Итак, существование, значение должного есть непосредственная, т. е. ни откуда не выводимая и ни к чему более не сводимая, но для всякого вполне указуемая достоверность; всякая попытка свести ее к другой достоверности уже исходила бы из нее. Тем самым мы признали действительность должного, которому желательное подчинено; мы признали значение общего масштаба ценности на основании самого разума. Ибо это одно и то же, что разум. Теперь возникает следующий вопрос: что такое этот масштаб, что он означает, что гласит его общеобязательное определение. Ответить на этот вопрос не трудно, если принять в соображение существо масштаба, его общеобязательность.

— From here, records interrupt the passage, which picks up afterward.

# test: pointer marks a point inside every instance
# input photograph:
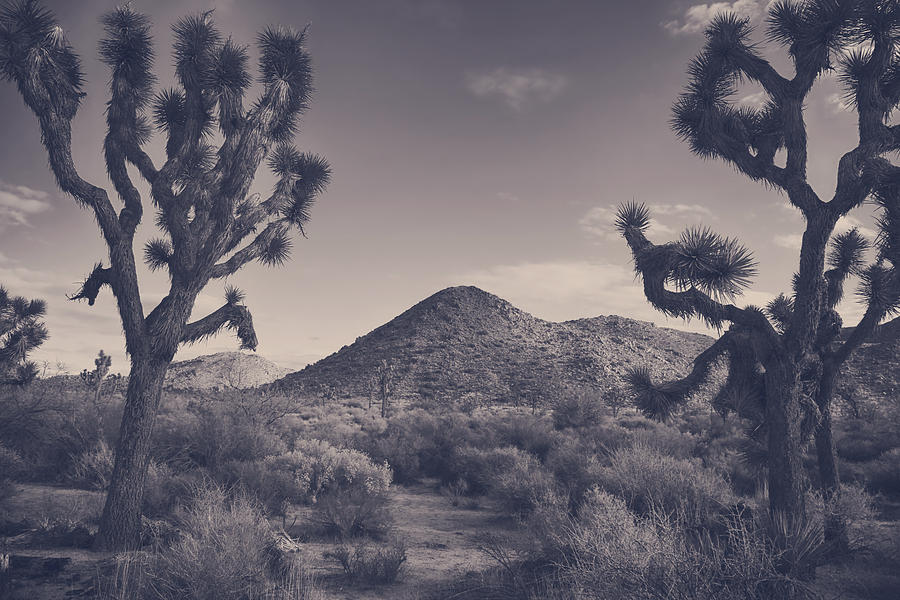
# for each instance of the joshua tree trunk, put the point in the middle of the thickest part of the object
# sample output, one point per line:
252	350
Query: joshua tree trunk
830	482
121	521
785	465
211	224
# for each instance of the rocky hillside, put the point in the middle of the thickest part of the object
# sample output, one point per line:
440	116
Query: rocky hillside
223	370
873	371
464	342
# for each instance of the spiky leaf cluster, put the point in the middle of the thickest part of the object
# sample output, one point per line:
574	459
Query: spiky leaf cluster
35	54
22	330
719	266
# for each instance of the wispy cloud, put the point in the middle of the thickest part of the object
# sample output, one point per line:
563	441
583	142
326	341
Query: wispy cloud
18	203
794	241
598	221
564	290
697	17
517	88
508	197
756	100
838	103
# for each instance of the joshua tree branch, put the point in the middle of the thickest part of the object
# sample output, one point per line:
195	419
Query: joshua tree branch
92	285
660	400
233	316
248	253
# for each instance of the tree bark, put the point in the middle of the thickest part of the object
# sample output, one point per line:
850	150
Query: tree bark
835	526
786	489
120	525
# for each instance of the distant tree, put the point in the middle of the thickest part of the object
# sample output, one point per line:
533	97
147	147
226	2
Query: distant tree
21	331
616	398
783	361
201	194
96	377
384	385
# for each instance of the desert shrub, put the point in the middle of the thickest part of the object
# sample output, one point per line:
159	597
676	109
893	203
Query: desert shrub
207	434
531	434
650	481
852	505
164	489
608	552
354	512
226	550
276	482
523	486
577	410
883	474
93	468
577	468
665	439
400	449
11	463
334	469
49	423
479	468
368	564
861	441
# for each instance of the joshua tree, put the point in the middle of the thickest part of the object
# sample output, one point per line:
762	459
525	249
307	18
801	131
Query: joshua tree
96	377
21	331
210	224
783	362
384	384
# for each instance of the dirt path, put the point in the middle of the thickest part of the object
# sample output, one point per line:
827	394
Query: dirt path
442	543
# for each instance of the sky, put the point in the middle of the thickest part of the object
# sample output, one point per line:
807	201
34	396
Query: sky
472	142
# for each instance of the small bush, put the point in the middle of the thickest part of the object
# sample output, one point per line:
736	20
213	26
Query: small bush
883	476
479	468
531	434
608	552
93	468
367	564
351	513
164	490
227	550
11	463
683	489
525	485
577	411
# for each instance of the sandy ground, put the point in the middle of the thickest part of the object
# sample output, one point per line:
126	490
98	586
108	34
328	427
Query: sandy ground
442	543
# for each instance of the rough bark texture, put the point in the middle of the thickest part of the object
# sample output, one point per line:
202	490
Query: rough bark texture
801	357
210	226
122	512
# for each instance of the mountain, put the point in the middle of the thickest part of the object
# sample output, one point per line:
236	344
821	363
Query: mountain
873	370
463	341
223	370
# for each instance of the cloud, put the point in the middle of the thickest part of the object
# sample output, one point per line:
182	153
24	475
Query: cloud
757	100
564	290
838	103
18	203
794	241
791	241
598	221
508	197
517	88
698	16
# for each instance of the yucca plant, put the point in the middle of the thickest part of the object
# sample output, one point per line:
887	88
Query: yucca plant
210	225
22	330
783	361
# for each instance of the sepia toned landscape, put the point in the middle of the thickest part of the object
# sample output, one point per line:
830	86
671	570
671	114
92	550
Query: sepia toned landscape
579	301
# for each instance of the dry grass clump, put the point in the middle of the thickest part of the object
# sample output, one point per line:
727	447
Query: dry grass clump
372	564
226	551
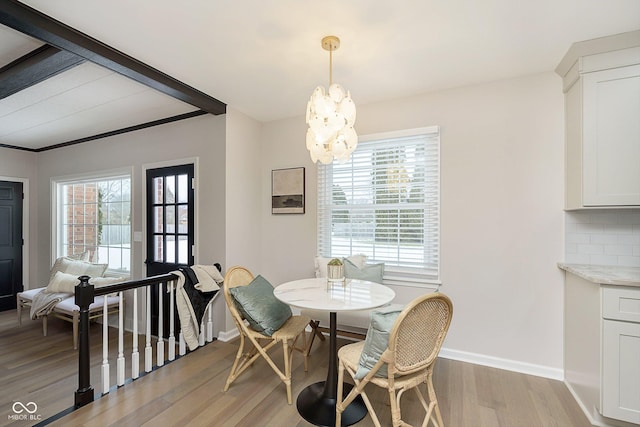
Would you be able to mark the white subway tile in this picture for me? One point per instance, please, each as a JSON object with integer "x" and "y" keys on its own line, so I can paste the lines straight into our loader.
{"x": 603, "y": 260}
{"x": 591, "y": 249}
{"x": 618, "y": 250}
{"x": 616, "y": 228}
{"x": 629, "y": 261}
{"x": 605, "y": 239}
{"x": 591, "y": 228}
{"x": 576, "y": 259}
{"x": 578, "y": 238}
{"x": 629, "y": 239}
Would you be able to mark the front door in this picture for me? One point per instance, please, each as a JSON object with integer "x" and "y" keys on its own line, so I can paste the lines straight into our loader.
{"x": 170, "y": 228}
{"x": 10, "y": 243}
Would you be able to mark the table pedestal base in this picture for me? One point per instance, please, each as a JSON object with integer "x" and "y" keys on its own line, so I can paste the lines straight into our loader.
{"x": 319, "y": 409}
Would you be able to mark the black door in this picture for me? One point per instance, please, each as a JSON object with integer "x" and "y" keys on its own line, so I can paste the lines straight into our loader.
{"x": 170, "y": 229}
{"x": 10, "y": 243}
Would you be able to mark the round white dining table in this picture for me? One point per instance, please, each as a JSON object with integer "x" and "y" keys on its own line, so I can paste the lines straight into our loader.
{"x": 317, "y": 402}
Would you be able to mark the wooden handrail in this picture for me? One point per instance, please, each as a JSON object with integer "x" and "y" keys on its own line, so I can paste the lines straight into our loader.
{"x": 85, "y": 294}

Масштабом этим должна быть норма, чистая форма оценки, по которой оценивается фактическое воление, как материал для оценки, норма, на которую фактическое воление должно указывать для того, чтобы оценка вообще была возможна, ибо, как голый факт, в голой своей фактичности, без всякой стоящей над ним нормой, само оно стоит еще за пределами всякой оценки. Таким образом, для того, чтобы воление представляло собою ценность, оно должно соответствовать тому должному, и тогда оно общеобязательно. Так как, далее, согласие между должным и волением, как общее определение разума, может претендовать на признание ценным со стороны всех разумных существ, так как это требование всеобщего признания само собой уже разумеется в виду общеобязательности нашей нормы, то мы получаем следующее, более детальное определение: мое воление имеет ценность, есть воление должное, если оно таково, что я от всякого другого на моем месте могу требовать того же.

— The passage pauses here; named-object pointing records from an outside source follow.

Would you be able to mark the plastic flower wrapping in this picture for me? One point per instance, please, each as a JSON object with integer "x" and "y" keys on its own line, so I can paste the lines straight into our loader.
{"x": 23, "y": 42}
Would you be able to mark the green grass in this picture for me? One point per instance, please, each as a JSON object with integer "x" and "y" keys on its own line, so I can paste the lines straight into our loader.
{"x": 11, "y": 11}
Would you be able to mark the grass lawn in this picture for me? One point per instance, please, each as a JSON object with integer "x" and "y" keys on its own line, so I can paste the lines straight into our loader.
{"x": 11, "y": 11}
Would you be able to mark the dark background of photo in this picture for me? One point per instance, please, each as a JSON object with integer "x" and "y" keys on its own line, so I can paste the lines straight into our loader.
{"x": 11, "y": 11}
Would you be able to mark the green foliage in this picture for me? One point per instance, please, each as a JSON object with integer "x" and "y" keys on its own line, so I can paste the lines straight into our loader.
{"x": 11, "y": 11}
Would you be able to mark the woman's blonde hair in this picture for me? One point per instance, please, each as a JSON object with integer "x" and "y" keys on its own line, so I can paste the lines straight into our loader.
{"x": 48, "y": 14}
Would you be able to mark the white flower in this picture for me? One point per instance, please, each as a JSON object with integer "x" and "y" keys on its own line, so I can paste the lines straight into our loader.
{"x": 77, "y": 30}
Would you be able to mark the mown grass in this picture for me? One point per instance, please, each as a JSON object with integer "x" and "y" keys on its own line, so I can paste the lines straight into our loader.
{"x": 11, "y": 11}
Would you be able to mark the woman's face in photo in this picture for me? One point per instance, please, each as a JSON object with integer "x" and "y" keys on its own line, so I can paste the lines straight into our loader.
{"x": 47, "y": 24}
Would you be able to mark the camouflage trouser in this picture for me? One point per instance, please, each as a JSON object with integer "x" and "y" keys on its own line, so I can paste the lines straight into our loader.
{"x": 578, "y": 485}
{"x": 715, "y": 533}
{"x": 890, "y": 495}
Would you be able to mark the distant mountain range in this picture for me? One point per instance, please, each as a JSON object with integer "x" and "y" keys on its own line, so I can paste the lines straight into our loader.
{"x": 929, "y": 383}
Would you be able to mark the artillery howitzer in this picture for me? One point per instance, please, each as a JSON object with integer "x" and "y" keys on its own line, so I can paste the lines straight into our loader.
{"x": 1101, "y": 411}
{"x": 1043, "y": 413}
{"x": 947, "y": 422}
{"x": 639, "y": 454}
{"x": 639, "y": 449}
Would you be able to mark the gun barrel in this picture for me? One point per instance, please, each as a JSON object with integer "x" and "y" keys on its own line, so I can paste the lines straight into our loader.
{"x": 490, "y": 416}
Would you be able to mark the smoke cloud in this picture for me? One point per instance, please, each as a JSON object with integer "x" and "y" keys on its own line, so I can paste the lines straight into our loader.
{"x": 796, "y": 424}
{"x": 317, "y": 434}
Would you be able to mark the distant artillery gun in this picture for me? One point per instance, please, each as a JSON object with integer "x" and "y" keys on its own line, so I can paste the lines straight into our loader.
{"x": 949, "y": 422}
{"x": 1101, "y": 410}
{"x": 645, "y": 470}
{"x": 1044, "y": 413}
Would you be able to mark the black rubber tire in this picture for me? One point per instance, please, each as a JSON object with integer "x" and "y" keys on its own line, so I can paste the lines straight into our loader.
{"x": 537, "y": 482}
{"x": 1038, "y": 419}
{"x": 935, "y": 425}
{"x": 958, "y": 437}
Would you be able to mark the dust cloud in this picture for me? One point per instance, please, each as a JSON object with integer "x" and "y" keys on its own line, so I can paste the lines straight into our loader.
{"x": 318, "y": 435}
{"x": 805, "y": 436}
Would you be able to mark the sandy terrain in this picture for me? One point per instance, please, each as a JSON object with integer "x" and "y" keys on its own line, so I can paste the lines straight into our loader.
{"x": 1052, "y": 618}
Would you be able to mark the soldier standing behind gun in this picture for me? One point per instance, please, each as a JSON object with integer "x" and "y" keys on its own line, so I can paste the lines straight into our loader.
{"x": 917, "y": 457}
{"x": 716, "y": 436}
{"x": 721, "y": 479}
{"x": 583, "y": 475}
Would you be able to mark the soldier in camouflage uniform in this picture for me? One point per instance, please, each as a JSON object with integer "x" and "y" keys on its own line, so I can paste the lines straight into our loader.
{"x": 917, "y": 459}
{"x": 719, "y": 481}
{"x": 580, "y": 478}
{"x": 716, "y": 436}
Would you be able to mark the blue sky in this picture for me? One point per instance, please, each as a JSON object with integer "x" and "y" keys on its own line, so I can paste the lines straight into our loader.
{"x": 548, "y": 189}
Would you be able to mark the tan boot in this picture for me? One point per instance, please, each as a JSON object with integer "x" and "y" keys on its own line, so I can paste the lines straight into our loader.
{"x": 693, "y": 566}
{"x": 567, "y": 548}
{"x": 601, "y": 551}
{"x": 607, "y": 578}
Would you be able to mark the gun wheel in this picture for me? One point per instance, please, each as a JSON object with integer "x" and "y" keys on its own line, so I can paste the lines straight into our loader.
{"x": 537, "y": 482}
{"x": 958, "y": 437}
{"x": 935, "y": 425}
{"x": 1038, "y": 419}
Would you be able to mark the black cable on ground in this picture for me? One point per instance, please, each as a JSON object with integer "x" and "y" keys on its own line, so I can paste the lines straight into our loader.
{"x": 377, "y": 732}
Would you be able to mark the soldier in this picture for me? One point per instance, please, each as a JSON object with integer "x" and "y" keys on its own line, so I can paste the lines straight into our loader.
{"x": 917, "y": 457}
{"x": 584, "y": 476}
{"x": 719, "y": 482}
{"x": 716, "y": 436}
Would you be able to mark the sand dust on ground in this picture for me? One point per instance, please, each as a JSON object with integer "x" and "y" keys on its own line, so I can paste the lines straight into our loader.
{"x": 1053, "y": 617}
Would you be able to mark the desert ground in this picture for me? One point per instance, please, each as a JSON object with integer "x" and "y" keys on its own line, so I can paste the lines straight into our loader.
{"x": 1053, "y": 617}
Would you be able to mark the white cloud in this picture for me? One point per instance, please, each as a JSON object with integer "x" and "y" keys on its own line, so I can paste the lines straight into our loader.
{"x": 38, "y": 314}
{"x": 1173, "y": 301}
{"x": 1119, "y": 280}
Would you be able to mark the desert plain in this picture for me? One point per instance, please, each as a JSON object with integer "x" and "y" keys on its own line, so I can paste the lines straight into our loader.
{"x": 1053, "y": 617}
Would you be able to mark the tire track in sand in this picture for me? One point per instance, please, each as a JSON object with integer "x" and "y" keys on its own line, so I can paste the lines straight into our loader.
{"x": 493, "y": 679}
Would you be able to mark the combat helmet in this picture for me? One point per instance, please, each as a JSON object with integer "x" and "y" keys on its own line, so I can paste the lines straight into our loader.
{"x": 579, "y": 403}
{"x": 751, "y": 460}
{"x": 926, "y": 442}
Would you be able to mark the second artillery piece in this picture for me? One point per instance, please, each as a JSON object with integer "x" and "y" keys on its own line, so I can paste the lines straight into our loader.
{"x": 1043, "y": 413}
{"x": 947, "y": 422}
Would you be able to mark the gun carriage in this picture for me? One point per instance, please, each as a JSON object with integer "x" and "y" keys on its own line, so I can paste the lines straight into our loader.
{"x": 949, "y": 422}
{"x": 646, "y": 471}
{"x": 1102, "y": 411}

Но сейчас же возникает, по-видимому, другой вопрос: когда же мое воление таково, что я от всякого другого на моем месте могу требовать того же? Очевидно, что это еще не ответ, если я скажу: когда я хочу общеобязательной ценности. Ведь это был бы порочный круг. Ведь общеобязательность должна же иллюстрироваться именно возможностью требования равного определения воли, и мы не подвинулись бы ни на шаг вперед, так как всегда оставался бы еще вопрос, когда же я хочу общеобязательной ценности? Этот вопрос совершенно тождественен с другим: когда мое воление таково, что я от каждого другого на моем месте могу требовать того же.